Day to day running is now overseen by the general manager, G.Renganathan. Amanda concentrates on Teddy Trust work while Fozzy, the local man she married (his real name Thangasamy was always too much of a mouthful), looks after the product development team.
Up to half Teddy Export's profit, some £800,000 to date, has gone to the Teddy Trust which employs 80 people in community work ranging from a villagers' veterinary service to the school. Thirty of the workers at Teddy Exports come from disadvantaged backgrounds, including physical and mental handicap and HIV infection.
Amanda Murphy became concerned about the Aids virus HIV, on a hospital visit. At the hospital she met Nila, a 22-year-old homeless widow who was HIV-positive. She decided to give her a job. HIV is commonly spread by long distance lorry drivers. Amanda set up an information booth for them on a majoy lorry route passing through Tirumangalam. She worked there at night while running the factory by day. She also recruited sex workers to educate their colleagues.

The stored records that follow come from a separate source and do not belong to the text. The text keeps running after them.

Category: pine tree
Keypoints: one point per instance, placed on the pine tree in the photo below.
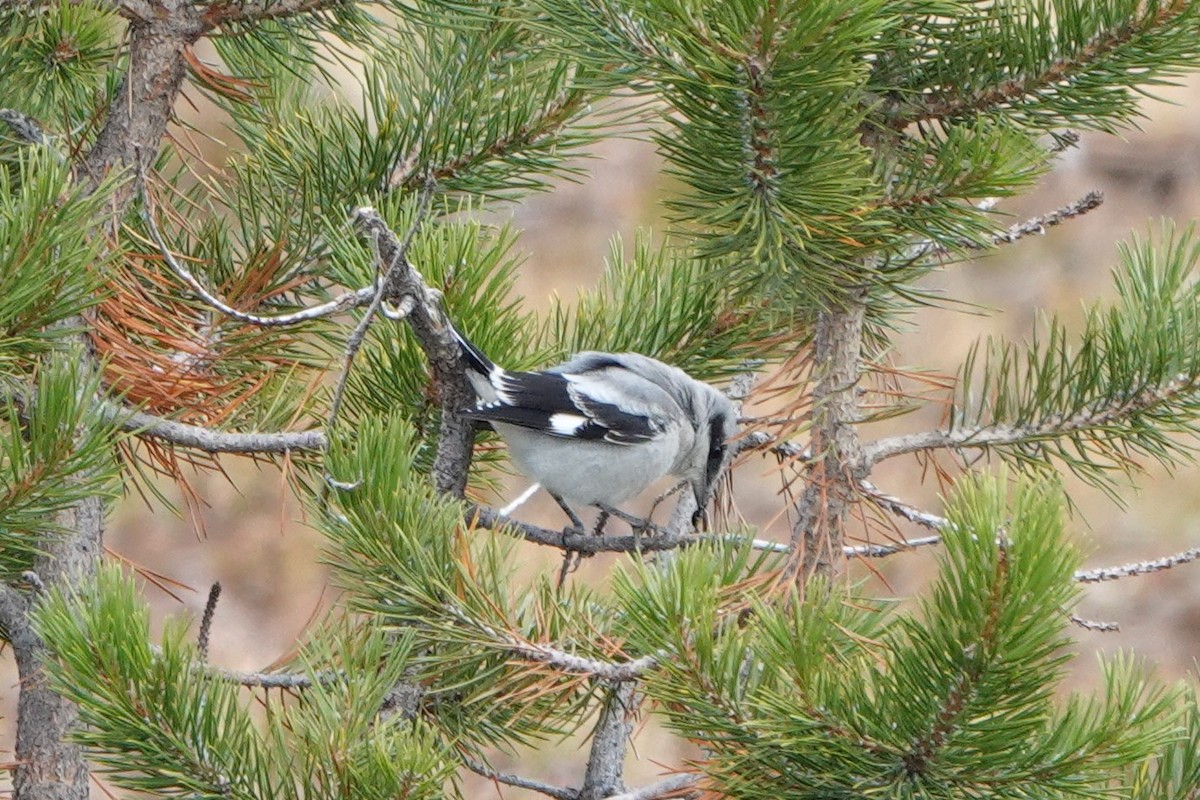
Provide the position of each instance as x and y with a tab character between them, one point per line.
829	155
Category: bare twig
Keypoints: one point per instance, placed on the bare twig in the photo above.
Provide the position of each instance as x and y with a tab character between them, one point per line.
209	439
210	607
342	302
549	789
24	126
589	545
397	263
247	11
1138	567
838	463
557	657
1095	625
882	551
433	334
666	787
1037	226
903	509
996	435
605	771
265	679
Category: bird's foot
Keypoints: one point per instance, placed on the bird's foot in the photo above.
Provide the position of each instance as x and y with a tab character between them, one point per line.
639	524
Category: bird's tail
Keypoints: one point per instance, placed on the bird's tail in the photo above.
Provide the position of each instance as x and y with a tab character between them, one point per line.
474	358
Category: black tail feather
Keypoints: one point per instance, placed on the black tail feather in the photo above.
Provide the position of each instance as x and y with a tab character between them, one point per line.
475	359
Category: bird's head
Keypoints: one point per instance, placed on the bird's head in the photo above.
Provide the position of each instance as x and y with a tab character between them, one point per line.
717	425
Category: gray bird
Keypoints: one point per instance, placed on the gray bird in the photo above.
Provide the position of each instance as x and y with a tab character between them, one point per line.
603	427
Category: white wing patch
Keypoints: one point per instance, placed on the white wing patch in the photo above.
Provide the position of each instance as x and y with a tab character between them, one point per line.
567	425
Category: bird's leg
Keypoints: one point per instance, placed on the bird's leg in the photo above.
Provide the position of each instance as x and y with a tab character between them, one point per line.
658	500
571	560
576	523
636	523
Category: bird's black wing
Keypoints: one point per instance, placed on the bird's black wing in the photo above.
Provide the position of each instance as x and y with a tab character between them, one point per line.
559	404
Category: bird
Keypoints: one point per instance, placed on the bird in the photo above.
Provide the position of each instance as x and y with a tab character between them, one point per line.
600	428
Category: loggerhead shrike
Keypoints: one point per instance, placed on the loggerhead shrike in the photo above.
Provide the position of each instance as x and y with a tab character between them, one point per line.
603	427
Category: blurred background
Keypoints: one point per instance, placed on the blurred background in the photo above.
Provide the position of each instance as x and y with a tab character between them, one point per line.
252	536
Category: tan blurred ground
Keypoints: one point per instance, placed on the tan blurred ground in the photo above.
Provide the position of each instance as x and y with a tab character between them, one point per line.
267	558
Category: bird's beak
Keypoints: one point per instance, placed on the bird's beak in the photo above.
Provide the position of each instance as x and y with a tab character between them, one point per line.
703	494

She has striven to inform local people and students about HIV and Aids, using puppetry and an elephant to attract attention. This led to her meeting Dr. N.M.Samuel, of Madras' medical university, and to a joint project with him to set up another truckers' information booth at an oil refinery. At Teddy Exports' clinic Dr. Samuel has also set up a test of the use of drugs to hinder the progress of HIV infections.